Человек не праведник, и борьбу со злом он ведет не в качестве праведника и не среди праведников. Сам тая в себе начало зла, и поборая его в себе, и далеко еще не поборов его до конца, он видит себя вынужденным помогать другим в их борьбе и пресекать деятельность тех, которые уже предались злу и ищут всеобщей погибели. Пресекающий сам стоит в болоте, но нога его уперлась в твердое место, и вот он уже помогает другим, засасываемым трясиною, выйти на твердое место, стремясь оградить их и спасти, и понимая, что он сам уже не может выйти сухим из болота. Конечно, от слабости и из бездны никому не поможешь и никого не укрепишь, но из малейшего проблеска силы, ви́дения и веры – может уже произойти начало спасения. Тот, кто сам уходит в трясину и захлебывается, тот, конечно, не борец и не помощник, но утвердившийся – уже помощник и уже борец, хотя и стоит сам в болоте.
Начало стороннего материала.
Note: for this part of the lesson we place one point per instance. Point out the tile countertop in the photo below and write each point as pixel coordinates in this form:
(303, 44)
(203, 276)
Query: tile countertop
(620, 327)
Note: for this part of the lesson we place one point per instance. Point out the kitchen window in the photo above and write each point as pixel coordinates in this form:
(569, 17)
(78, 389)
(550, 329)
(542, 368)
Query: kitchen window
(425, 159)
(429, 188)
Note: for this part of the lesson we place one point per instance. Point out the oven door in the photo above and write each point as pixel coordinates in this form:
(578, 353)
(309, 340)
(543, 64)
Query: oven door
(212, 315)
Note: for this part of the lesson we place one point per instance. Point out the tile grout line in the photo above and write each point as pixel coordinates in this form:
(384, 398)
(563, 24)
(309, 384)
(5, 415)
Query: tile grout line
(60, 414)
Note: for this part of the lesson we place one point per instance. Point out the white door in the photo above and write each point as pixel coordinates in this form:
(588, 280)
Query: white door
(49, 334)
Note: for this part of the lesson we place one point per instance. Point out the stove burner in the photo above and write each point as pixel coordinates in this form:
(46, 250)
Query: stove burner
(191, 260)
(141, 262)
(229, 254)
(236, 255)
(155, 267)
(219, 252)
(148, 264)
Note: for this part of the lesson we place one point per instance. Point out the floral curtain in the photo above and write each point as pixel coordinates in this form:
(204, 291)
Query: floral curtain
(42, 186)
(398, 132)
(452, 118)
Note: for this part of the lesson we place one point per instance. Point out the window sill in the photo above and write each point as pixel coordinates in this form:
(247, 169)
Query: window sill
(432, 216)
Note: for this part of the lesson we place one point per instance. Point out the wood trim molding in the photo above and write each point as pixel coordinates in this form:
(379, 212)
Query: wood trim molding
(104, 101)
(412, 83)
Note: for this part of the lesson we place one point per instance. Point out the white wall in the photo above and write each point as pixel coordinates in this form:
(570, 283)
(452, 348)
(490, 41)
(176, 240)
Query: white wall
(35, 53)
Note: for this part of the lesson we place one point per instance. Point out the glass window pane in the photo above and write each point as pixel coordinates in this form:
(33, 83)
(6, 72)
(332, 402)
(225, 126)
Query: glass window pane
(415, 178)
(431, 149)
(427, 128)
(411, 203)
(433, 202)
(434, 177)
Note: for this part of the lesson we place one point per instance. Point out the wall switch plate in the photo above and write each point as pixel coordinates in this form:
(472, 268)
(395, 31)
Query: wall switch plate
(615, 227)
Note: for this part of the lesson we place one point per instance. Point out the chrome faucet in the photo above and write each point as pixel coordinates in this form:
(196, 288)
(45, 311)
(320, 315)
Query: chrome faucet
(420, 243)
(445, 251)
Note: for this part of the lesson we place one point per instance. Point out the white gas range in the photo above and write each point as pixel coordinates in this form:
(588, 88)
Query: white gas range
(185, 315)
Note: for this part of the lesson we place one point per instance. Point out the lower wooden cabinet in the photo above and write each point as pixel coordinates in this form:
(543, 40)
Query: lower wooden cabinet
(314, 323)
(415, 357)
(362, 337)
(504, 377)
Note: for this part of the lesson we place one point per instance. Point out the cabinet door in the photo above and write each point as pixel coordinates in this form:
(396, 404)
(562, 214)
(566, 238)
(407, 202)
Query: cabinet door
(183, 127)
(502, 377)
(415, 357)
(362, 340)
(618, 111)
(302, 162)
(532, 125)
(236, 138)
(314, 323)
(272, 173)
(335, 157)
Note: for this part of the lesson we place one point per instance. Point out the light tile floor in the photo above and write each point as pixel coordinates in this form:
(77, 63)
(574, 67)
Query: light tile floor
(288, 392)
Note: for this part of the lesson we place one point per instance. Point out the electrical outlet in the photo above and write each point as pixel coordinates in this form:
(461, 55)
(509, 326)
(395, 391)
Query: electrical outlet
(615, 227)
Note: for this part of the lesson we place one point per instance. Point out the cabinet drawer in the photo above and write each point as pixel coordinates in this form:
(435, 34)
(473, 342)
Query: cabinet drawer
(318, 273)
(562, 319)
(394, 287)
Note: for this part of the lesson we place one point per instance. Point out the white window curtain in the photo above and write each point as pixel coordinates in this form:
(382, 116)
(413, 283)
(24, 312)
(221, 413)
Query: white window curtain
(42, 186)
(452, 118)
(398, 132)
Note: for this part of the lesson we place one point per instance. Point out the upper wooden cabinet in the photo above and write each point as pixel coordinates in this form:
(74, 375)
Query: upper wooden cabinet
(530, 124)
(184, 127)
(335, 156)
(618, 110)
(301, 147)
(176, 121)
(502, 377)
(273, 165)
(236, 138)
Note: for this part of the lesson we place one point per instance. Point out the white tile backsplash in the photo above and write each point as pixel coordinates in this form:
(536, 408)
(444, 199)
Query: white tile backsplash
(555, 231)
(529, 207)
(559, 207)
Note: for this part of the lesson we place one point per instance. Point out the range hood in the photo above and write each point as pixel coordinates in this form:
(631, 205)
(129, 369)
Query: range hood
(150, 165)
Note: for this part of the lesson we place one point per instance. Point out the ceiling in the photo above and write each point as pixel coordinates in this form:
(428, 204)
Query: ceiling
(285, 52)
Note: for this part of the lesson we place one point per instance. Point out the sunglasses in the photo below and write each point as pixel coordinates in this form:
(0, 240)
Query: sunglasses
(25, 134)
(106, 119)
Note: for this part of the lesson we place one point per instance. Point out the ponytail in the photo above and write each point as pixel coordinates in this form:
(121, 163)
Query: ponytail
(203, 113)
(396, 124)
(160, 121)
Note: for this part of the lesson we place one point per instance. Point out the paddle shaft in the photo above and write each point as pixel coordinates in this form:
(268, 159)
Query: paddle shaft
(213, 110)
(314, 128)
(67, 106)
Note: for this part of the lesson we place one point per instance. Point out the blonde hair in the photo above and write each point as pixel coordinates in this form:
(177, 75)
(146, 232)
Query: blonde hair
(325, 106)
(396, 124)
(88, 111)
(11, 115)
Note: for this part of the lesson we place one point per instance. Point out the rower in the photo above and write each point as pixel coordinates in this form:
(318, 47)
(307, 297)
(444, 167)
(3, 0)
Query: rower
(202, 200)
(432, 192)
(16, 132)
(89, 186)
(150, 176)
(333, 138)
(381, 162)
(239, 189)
И не странно ли было бы видеть его полное безразличие к погибающим и слышать лицемерное оправдание, что «помогать вообще может только тот, кто стоит на берегу», и что он «тоже поможет кому-нибудь, когда сам выберется из болота и совсем обсохнет, но и тогда с тем, чтобы самому никак не забрызгать свою одежду»…

Человек, искренно любящий и волею ведомый, борется и от малой силы, помогает и от бедности. И начинает не сверху, от идеала, а снизу, от беды и от нужды. И он прав в этом, ибо разумно и реально идти в борьбе со злом не от максимума нравственного совершенства, закрывая себе глаза на свою неправедность и на всем присущую грешность, а от наличной ситуации злых страстей и благородной воли, отыскивая возможный минимум греха и возможный максимум помощи и укрепления. Это совсем не значит, что человек должен погасить в себе волю к нравственному совершенству, напротив, эта воля необходима ему до последнего издыхания. Но это значит, что наивная фантазия о его легкой доступности извинительна только детям; быть святым в мечтании не то же самое, что быть святым на деле: и от восприятия этого различия, от его проникновенного постижения душа человека мудреет и закаляется. Человек постоянно должен растить и укреплять в себе волю к нравственной чистоте, чистую и искреннюю волю к полноте духовной любви и к ее цельному излиянию в жизненные дела, но он не должен воображать, что это ему легко и быстро дастся. Однако чем большего он в этом достигнет, тем менее неправедный или, что то же самое, тем более праведный исход ему всегда удастся найти. «Большего» достигает тот, кто ищет «всего»; но бывает и так, что неразумное, настойчивое требование «всего» отнимает у человека и «меньшее». Ибо есть определенные жизненные положения, при которых заведомо следует искать не праведности и не святости, а наименьшего зла и наименьшей неправедности, и в этих случаях практический максимализм всегда будет проявлением наивности или лицемерия.